Also  ...if you have any RT clamp-down do-dads or techniques you have come to like, I'd be interested to learn.


----------



## Blogwitch (Feb 7, 2015)

Every bit of my interchangeable tooling I have made myself or modified from another piece except for a 9" faceplate that I bought, as it was cheaper than I could have made it myself by buying the metal in. I usually make things from scrap or bits I have been given by friends, so really, all they have cost me is a bit of my time, plus when I see commercially made items of the same thing, I notice they just don't have the accuracy, In fact, I used to spend a lot of time putting them right for friends who had bought them.
As I said, I have used the Myford thread for a standard because of ease of cutting the threads and it isn't too large. For the ER collet, yes, I made it all myself except for the ballraced nut, which, because it was so cheap, it would have cost me more to make it myself.
Half way down this page you will find the ball raced nuts, and they will be the best thing you could buy.

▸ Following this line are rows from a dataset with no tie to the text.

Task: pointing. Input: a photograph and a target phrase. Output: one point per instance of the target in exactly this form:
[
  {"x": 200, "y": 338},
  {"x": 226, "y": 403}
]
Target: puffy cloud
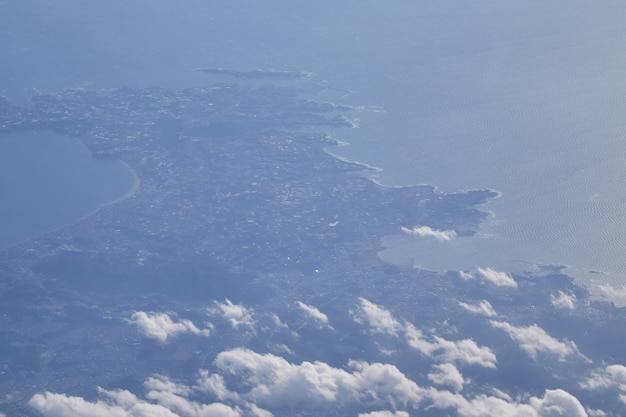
[
  {"x": 313, "y": 312},
  {"x": 533, "y": 340},
  {"x": 377, "y": 318},
  {"x": 555, "y": 403},
  {"x": 425, "y": 231},
  {"x": 484, "y": 308},
  {"x": 161, "y": 326},
  {"x": 236, "y": 314},
  {"x": 499, "y": 279},
  {"x": 252, "y": 384},
  {"x": 447, "y": 374},
  {"x": 464, "y": 351},
  {"x": 609, "y": 377},
  {"x": 616, "y": 295},
  {"x": 563, "y": 301},
  {"x": 385, "y": 413},
  {"x": 125, "y": 404},
  {"x": 273, "y": 381}
]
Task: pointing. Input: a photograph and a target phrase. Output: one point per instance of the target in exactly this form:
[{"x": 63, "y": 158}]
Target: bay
[{"x": 48, "y": 181}]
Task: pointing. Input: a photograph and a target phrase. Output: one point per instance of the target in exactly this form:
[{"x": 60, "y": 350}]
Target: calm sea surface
[
  {"x": 48, "y": 181},
  {"x": 527, "y": 98}
]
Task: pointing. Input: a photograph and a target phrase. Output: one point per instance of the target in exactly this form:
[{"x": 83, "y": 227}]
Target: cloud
[
  {"x": 385, "y": 413},
  {"x": 377, "y": 318},
  {"x": 252, "y": 384},
  {"x": 613, "y": 376},
  {"x": 484, "y": 308},
  {"x": 614, "y": 294},
  {"x": 499, "y": 279},
  {"x": 447, "y": 374},
  {"x": 313, "y": 312},
  {"x": 555, "y": 403},
  {"x": 533, "y": 340},
  {"x": 125, "y": 404},
  {"x": 270, "y": 380},
  {"x": 563, "y": 301},
  {"x": 425, "y": 231},
  {"x": 161, "y": 326},
  {"x": 236, "y": 314},
  {"x": 464, "y": 351}
]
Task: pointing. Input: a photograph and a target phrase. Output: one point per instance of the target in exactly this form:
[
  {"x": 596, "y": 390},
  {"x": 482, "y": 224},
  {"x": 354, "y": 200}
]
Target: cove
[{"x": 49, "y": 180}]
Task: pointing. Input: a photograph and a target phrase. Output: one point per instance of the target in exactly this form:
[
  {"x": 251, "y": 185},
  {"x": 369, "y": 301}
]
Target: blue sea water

http://www.arceurotrade.co.uk/Catalogue/Collets/ER-Collet-Nuts-Wrenches-and-Spanners

I have loads of small posts where I made all my fittings and adapters, so if anyone is interested, I can put them up on here for all to see. Some may be useful to you while others might not, purely because of my needs at times for specialised tooling to help me progress a bit further.
I was on here about 3 years ago showing a lot of what I had done, but due to Photobucket losing all my pictures, they are now missing, even though I have now restored most of the pictures back onto there. The posts are now locked, so I can't get to them to put the pictures back. So I will just have to put up new posts if anyone wants to see.

John


----------



## petertha (Feb 7, 2015)

Blogwitch said:


> due to Photobucket losing all my pictures... So I will just have to put up new posts if anyone wants to see.
> John


 
Sorry to hear, sounds like a pain. Well, take your time. I for one would be interested in your tooling & tricks. Any contributions you care to share will be appreciated.


----------



## petertha (Feb 9, 2015)

John, what do you think of this idea. I can get an ER40 chuck with MT3 adapter off fleabay for $54. probably even comes with a authentic, multiple rubber stamped inspection certificate 
My thought was drop the MT3 into matching taper hole of RT, now its pre-centered. This one has a drawbar thread on arbor end so hoping I could use a bolt from underside of RT to prevent turning (not sure about this quite yet). The net result if it worked out is rapidly positioned & self centered 'low Y-profile' ER clamping system.

http://www.ebay.ca/itm/330703827597?ssPageName=STRK:MEWAX:IT&_trksid=p3984.m1423.l2649

But this got me wondering.. maybe the MT arbor is pressed in & removable leaving the chuck portion. Or maybe the chuck portion can be purchased standalone somewhere, kind of like how drill chucks are attached?

I know your setup is different to facilitate compatibility, just wondering if you know more about the guts of ER's through your tool making?


----------



## Blogwitch (Feb 9, 2015)

Peter,
Major problem one, how are you going to get the bolt in to draw the taper into the centre of the RT? You will have to remove the RT to do it and so lose your zero position.

I think you will find that the collet head and MT shank are machined as one piece.
Are you sure that your RT has a 3MT down it, most have a 2MT?
But what is stopping you making your own collet head and force fitting a 2MT shank into it. The only problem with that is I would suspect you wouldn't get much material down into it, whereas, because all my tooling is purposely made hollow through them, I can get a piece the length from the top of the ER collet down to the table, over 6".
Just bear in mind though, I have reground so many commercial ER collet tapers in my time that I have forgotten how many I have actually fixed. I have seen them with as much as 5 or 6 thou TIR with a collet and test bar fitted before fixing. I can usually regrind the taper to a couple of tenths TIR. So do be careful with what you buy. 
That is the main reason I make my own, not only are they cheap, but they are deadly accurate as well, plus they do more than a bought one can.
Sorry to piddle on your parade, but please do a lot more research on what you have before spending your hard earned.

John


----------



## petertha (Feb 9, 2015)

My 6" RT is definitely MT3, not MT2. They vary by brand. Your comments are completely valid
- the underside nut to secure arbor would have to attached with RT off the mill & then the assembly centered only on the ER collet face itself. Not as good as centering on the RT hole, I admit. One is relying on accuracy of arbor + ER chuck
-  the solid vs. hollow is a good point, one would be limited to clamping work only an inch or deep, or whatever the contact distance value is like in normal milling mode

I think a plate with ER chuck integrated (like yours) is the best end result. I do have an adapter plate for 3-jaw chuck, but a) the package assembly starts getting pretty tall & cramping headroom for mill tooling b) it needs to be tweaked into center with a test bar which is not nearly as functional as plopping a chuck on, especially with partially machined work like off the lathe. Oh well, good discussion. You've given me some good ideas.


----------